Bacon, Cheddar and Ranch Potato Salad
Source of Recipe
Richard Lee Holbert
Recipe Introduction
This salad is best served between 1-3 hours after it is made. After that the potatoes tend to soak up a lot of flavor and the bacon looses it's crispiness.
List of Ingredients
Bacon, Cheddar and Ranch Potato Salad
8 large russet potatoes
1 (16 ounce) package bacon
1 C mayonnaise
1 C sour cream
2 (1 ounce) packages Hidden Valley Ranch Dip Mix
1 C celery, chopped
1/4 C green onions
1 C cheddar cheese
Recipe
Grab 8 large russet potatoes.
Wash and peel them.
Chop them up into pieces that are relatively similar and toss them into a large pot. ]
Run cold water over the potatoes and then drain the water off.
Fill the pot with hot water and set it on the stove top.
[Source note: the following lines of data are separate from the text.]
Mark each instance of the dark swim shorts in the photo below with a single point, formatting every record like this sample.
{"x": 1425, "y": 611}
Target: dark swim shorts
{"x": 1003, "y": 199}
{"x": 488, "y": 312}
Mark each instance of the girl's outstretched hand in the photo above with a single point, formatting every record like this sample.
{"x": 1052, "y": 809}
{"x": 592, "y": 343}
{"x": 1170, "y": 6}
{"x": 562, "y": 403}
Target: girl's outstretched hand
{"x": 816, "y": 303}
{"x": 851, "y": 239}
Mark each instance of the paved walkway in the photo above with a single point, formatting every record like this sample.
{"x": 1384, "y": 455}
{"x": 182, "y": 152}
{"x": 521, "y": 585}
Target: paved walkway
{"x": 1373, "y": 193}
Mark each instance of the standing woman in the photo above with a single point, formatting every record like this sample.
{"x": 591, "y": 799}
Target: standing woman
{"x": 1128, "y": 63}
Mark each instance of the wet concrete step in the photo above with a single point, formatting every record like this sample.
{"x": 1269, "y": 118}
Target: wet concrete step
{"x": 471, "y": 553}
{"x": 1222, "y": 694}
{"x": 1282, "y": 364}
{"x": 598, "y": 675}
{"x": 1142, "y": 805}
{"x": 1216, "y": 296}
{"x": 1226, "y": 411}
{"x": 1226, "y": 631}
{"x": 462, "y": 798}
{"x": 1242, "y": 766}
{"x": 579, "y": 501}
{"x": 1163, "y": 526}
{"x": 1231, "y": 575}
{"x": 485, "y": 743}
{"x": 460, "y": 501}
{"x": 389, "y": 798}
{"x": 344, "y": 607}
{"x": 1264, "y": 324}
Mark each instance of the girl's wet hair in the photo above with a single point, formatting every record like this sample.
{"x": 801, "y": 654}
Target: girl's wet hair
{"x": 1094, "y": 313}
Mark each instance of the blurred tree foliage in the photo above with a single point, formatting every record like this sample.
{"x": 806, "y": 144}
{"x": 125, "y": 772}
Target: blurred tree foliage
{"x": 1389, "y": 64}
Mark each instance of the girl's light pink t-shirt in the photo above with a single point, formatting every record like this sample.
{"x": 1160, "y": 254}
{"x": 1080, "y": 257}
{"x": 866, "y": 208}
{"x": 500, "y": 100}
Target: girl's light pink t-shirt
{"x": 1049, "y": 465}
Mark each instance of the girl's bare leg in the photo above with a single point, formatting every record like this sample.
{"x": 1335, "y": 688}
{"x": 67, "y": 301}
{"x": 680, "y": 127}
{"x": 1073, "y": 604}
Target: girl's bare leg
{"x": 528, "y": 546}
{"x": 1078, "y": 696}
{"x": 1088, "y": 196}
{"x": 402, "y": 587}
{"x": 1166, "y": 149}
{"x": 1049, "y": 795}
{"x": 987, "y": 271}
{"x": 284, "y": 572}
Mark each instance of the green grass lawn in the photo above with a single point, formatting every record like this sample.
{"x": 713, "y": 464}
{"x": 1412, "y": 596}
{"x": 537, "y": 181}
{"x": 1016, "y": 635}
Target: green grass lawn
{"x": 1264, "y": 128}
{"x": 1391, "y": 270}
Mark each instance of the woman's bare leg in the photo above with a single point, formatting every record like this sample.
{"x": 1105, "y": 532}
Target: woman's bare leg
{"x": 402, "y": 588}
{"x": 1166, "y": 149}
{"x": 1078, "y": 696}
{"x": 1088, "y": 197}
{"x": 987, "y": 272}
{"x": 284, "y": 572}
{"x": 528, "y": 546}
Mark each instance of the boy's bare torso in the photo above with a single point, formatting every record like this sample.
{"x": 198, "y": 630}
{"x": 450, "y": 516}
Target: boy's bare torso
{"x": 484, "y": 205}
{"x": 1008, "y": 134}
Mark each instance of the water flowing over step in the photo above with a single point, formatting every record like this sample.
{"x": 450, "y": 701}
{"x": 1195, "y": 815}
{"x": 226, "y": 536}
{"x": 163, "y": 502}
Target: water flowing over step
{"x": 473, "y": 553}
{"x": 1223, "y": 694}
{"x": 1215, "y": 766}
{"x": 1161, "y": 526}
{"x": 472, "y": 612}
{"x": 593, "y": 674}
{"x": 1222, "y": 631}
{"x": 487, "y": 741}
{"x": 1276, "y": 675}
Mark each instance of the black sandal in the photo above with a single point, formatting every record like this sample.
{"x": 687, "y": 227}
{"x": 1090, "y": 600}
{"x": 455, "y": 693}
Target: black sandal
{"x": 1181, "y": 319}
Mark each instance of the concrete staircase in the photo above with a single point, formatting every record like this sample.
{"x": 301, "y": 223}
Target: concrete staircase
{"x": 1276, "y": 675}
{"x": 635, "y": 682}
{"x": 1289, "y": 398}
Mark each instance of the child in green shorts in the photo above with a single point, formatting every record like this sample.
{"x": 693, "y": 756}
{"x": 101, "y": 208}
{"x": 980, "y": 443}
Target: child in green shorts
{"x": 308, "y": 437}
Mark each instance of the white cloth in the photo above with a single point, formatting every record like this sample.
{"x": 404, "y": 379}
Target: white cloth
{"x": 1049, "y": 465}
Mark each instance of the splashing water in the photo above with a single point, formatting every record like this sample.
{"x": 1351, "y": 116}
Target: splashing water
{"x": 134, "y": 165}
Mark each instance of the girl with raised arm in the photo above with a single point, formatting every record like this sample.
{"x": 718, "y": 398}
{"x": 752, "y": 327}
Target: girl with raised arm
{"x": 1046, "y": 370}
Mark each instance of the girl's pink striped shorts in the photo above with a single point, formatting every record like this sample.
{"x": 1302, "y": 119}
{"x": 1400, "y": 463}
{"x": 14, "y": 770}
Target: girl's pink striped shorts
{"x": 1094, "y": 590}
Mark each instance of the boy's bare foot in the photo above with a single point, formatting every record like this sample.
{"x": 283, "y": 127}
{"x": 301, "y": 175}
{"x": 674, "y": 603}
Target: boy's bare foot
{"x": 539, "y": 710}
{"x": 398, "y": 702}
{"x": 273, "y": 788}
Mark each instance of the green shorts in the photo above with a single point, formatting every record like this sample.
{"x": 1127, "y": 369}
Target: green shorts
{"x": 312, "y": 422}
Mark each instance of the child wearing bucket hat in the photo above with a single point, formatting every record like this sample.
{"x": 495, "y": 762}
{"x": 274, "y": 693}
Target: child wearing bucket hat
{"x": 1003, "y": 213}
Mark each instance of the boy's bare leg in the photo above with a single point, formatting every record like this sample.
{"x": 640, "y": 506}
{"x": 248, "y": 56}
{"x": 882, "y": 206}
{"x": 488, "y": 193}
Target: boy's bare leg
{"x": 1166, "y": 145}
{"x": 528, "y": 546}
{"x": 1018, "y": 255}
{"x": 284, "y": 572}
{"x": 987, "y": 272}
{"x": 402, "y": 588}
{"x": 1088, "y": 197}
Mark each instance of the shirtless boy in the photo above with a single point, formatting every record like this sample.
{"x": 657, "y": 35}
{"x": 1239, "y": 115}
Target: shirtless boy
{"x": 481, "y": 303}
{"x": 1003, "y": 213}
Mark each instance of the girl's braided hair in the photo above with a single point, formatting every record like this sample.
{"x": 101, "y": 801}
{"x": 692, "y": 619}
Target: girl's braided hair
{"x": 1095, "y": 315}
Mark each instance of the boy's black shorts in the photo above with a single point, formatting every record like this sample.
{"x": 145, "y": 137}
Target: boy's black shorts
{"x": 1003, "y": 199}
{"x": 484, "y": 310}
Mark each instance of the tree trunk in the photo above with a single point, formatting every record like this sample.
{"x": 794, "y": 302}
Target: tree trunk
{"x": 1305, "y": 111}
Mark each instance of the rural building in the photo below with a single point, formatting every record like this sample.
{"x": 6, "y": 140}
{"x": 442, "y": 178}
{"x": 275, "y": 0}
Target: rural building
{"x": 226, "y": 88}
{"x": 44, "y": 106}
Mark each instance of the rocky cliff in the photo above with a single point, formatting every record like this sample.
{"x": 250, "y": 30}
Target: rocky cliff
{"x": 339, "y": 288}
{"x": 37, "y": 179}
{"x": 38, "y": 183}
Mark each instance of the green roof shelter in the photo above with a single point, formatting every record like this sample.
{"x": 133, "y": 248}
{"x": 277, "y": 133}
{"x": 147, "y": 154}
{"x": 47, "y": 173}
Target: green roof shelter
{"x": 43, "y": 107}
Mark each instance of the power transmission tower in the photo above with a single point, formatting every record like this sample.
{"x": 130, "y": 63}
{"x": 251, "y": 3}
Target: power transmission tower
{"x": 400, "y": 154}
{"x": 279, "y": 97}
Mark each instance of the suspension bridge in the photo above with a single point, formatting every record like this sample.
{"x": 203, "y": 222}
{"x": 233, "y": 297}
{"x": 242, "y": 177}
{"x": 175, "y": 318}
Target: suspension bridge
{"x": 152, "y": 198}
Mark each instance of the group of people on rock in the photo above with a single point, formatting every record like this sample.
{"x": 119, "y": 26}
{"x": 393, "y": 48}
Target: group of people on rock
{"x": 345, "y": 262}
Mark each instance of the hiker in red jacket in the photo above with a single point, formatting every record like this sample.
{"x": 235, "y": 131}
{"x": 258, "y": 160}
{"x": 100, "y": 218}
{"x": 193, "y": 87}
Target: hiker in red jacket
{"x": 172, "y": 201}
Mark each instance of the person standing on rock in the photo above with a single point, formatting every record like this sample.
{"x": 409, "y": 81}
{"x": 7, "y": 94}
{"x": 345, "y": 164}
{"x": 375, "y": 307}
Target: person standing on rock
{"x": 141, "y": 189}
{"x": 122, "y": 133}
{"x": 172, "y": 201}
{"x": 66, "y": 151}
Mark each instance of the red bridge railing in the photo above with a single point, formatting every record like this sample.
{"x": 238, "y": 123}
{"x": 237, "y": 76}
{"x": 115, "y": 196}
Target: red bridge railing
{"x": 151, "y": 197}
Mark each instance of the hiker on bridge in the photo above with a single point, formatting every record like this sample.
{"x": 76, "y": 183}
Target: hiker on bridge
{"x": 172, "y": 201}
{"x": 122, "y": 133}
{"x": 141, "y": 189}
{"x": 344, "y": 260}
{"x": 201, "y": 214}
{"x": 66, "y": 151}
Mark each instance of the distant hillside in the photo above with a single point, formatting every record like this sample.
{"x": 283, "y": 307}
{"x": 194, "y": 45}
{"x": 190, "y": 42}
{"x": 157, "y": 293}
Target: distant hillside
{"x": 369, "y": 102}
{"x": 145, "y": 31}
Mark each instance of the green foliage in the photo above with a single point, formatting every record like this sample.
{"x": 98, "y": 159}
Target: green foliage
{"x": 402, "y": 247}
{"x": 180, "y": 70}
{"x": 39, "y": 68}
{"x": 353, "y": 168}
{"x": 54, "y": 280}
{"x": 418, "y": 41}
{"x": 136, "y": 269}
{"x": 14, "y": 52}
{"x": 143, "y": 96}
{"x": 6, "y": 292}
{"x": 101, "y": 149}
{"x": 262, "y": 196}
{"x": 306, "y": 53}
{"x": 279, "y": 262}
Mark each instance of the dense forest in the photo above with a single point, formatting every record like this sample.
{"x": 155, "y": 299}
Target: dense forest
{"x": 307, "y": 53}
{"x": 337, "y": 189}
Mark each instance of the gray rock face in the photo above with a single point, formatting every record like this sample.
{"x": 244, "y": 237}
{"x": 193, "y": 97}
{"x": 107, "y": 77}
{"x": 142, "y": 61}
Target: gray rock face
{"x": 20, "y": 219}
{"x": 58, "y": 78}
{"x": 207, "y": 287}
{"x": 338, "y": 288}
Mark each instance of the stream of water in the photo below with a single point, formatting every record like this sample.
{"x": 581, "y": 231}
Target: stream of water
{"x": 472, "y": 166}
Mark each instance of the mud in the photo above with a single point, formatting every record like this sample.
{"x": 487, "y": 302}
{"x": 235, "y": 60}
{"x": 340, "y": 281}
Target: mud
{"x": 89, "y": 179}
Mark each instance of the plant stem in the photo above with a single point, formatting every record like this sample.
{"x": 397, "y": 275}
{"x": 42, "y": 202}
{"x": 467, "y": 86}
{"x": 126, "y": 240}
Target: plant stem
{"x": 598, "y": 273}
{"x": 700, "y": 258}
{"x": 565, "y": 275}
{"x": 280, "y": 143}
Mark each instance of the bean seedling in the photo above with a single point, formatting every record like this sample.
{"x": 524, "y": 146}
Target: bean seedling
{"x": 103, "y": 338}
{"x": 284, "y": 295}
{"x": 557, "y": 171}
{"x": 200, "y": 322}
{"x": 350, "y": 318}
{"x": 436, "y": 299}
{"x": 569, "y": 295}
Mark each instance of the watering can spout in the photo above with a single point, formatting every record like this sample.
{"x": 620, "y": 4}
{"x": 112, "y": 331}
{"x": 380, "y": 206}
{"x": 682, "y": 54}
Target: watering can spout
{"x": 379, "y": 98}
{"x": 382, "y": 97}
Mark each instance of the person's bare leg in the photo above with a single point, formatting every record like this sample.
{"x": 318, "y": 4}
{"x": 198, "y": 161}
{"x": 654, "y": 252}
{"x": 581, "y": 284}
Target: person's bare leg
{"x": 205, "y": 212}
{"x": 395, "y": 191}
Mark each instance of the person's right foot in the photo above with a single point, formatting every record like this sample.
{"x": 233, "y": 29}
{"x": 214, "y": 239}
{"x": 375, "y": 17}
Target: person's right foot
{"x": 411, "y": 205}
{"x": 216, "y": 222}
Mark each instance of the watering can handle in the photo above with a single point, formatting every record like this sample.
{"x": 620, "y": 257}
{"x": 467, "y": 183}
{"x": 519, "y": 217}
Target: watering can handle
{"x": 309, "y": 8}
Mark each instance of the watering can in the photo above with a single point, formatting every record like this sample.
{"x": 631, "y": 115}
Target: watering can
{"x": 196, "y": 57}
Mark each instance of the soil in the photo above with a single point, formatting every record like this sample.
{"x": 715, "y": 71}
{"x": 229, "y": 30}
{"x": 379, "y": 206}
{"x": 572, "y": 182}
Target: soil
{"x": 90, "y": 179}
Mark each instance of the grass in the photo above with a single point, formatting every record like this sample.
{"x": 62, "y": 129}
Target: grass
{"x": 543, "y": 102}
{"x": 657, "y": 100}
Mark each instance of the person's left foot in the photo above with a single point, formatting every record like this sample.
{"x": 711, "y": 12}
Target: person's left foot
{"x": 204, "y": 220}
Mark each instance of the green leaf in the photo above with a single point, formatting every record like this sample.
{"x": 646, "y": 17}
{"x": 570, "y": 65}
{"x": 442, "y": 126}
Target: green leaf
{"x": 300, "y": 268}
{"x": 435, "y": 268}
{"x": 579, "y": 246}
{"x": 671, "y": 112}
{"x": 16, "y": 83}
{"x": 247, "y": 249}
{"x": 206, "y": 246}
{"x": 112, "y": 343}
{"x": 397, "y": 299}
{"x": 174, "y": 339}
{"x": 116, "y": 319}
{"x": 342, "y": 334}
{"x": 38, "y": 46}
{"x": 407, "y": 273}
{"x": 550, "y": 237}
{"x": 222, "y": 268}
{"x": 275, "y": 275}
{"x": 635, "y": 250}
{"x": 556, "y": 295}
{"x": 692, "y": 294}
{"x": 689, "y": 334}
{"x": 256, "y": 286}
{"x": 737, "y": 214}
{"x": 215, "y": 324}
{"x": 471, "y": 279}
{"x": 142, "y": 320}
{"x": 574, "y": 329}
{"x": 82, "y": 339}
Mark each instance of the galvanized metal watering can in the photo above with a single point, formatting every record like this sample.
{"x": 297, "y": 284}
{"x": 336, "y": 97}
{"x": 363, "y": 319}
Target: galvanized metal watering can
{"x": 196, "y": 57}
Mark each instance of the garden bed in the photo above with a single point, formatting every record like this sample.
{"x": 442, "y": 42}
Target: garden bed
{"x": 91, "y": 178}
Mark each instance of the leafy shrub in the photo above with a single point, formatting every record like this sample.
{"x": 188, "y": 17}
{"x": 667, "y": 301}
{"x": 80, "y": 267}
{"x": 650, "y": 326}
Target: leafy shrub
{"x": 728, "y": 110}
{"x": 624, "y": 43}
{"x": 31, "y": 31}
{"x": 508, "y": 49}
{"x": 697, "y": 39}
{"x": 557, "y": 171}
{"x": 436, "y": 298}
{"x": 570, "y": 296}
Bring the water to a boil over high heat.
When you have a nice rolling boil, lower the temperature to medium high and cook the potatoes until they are fork tender.
Cook the bacon, either on the stove top or in your oven.
Dump the potatoes and hot water into a colander you have placed in your sink.
Run cold water over the top to cool the potatoes down, then pour them into a large mixing bowl.
Into a small mixing bowl place 1 cup mayonnaise, 1 cup of sour cream and 2 packages Hidden Valley Ranch Dip Mix.
Stir everything around to combine well.
Wash and chop about 1 cup of celery.
Add it to the potatoes.
Chop up a little more than 1/4 cup of green onions.
Add 1/4 to the potatoes and reserve some to sprinkle on top.
Take your nice crisp bacon and crumble it up into small pieces.
Save a handful to sprinkle on the top of the salad before you serve.
Put the rest of the bacon along with 1 cup shredded cheddar cheese into the mixing bowl.
Pour the Ranch/Mayo mixture over the top and stir it all in, making sure everything is well coated.
Cover and refrigerate for 1 hour.
Just before serving add a few chopped green onions, a bit of bacon and a little cheddar cheese over the top.